No, that's only half the story. Those guys are also enjoying day after day of the extraordinarily rewarding human relationship that is parent and child. Also, they not only get a mechanic they can employ with money, they get a kindred soul to be there for them through the ordeal of aging in a relationship that is far more special than any business one like car repair will ever be.

Right, but if playing with and taking care of them was sufficient motivation, your other motivations are irrelevant to some extent. You can't claim to be making a sacrifice for the good of society where even if raising them up right wouldn't contribute to making the world a better place, you would have had them anyway.

Is this the same reason for why teachers ought to get poor salaries?

Teachers get poor salaries because teaching was part of the pink ghetto of employment where women who had nowhere else to express their intellectual gifts in society had to go. Now that there's less discrimination in the workplace those women are busy becoming CEOs instead of principals, and everyone wonders why we can't hire the same quality of teacher for the same amount of money when half the damn population has unprecedented freedom in the labor market where before they had few choices besides teaching. The ironic thing is most of these people say they're for free markets and capitalism and call other people socialists.

...but that's another thread ; D

If some people find it enjoyable to take up a necessary task you personally find distasteful, then thank god for them right? If they happen to sometimes do it in your vicinity, the least you can do is not bother them while they're doing it.

Well no--if I should thank god for them, I shouldn't bother god while god is making such people in my vicinity! Sure they do a necessary task, but they're not exactly jumping on grenades. They've also got a chance to experience a kind of human connection the child-free will never have. Duty hath its privileges, I guess you could say.
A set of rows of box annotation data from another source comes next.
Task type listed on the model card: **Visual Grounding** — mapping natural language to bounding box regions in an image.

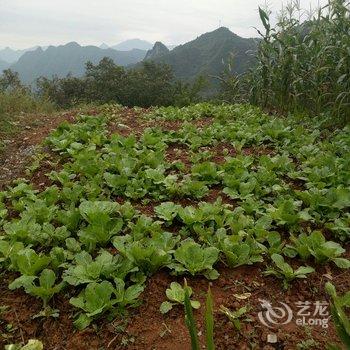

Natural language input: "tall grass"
[248,0,350,120]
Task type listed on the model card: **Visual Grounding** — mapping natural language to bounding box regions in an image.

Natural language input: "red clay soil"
[0,265,350,350]
[0,112,77,190]
[0,109,350,350]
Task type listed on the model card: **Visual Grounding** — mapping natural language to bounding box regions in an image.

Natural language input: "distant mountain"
[111,39,153,51]
[0,60,10,75]
[0,46,38,63]
[144,41,170,61]
[11,42,146,84]
[142,27,257,80]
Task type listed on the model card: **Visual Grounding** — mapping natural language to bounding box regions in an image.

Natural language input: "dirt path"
[0,111,78,190]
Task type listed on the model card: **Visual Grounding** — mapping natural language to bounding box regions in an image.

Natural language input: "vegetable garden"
[0,103,350,349]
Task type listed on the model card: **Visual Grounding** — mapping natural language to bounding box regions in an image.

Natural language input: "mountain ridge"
[11,41,146,84]
[142,27,257,80]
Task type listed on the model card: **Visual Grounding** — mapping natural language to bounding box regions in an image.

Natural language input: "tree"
[0,69,24,91]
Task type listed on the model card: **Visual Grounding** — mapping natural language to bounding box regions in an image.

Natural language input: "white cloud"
[0,0,326,48]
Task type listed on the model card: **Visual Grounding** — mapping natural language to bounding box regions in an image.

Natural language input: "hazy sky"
[0,0,326,48]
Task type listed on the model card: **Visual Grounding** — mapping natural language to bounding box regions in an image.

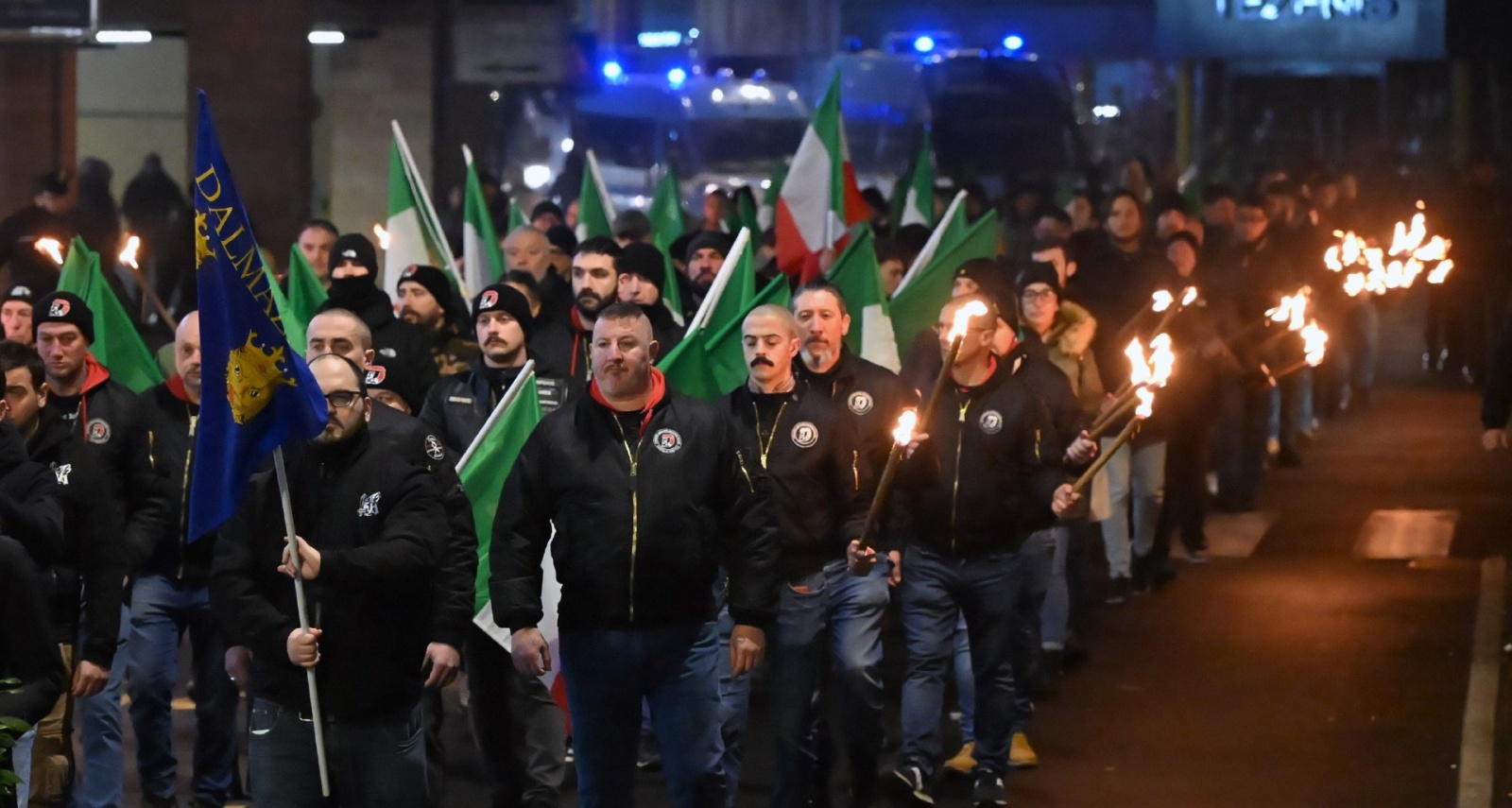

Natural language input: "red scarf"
[588,368,667,438]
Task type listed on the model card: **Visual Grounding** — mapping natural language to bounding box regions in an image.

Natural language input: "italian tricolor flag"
[777,73,868,280]
[378,121,467,295]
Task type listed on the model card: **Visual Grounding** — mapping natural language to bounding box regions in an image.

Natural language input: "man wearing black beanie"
[320,233,437,408]
[421,283,569,805]
[399,265,478,375]
[618,241,683,355]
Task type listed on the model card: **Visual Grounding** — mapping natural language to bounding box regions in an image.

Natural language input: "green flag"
[889,129,935,230]
[650,168,688,325]
[58,236,163,393]
[889,211,998,355]
[656,230,756,401]
[577,148,614,241]
[463,146,504,295]
[703,275,792,395]
[378,121,458,295]
[829,222,902,372]
[456,370,541,612]
[284,244,328,351]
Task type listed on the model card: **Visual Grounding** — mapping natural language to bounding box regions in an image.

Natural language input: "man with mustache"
[399,265,478,378]
[724,305,889,805]
[535,236,622,385]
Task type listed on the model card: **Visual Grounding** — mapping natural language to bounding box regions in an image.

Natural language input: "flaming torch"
[1270,322,1328,380]
[859,408,919,551]
[33,237,63,266]
[115,233,179,330]
[1087,335,1177,440]
[1071,387,1155,493]
[919,300,988,430]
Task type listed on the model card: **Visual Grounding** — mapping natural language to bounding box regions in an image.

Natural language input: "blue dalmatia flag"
[189,91,327,541]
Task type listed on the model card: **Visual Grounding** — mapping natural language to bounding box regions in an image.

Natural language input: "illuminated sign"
[1214,0,1401,23]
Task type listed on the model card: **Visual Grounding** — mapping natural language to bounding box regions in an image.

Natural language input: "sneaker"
[971,775,1008,806]
[945,742,977,775]
[1102,575,1134,605]
[885,765,935,805]
[1008,732,1039,768]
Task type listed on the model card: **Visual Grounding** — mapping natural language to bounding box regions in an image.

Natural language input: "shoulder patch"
[652,430,682,454]
[792,421,819,450]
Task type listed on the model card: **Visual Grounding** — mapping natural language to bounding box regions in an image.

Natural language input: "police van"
[573,68,809,211]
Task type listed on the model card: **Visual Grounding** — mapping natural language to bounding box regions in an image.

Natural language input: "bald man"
[126,312,237,805]
[721,305,898,805]
[501,224,573,330]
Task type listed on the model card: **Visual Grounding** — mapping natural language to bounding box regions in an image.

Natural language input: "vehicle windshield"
[690,118,809,176]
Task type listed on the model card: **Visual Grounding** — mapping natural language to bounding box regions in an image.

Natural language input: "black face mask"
[330,272,378,309]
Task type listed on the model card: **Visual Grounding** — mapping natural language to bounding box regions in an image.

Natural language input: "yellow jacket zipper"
[950,400,971,552]
[614,418,641,624]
This is sort of out-of-left-field and may only be the naïveté of someone who neither has nor wants children (mrs ruhk and I enjoy a quiet home and our disposable incomes), but wouldn't it be possible to just go to a pediatrician and get some sort of travel sedative prescribed? People dope their pets for travel all the time (yes I realize that babies aren't pets), and considering how uncomfortable air travel is for most adults it must be outright traumatic for babies who can't even comprehend what is occurring. It seems like an obvious solution.

Am I a bad person?

ruhk wrote:

This is sort of out-of-left-field and may only be the naïveté of someone who neither has nor wants children (mrs ruhk and I enjoy a quiet home and our disposable incomes), but wouldn't it be possible to just go to a pediatrician and get some sort of travel sedative prescribed? People dope their pets for travel all the time (yes I realize that babies aren't pets), and considering how uncomfortable air travel is for most adults it must be outright traumatic for babies who can't even comprehend what is occurring. It seems like an obvious solution.

Am I a bad person? :P

I think unnecessary medication that isn't guaranteed to work seems like a bad idea. Otherwise I'm sure you'd see more parents try that.

Jayhawker wrote:

But I also understand that kids do not always cooperate.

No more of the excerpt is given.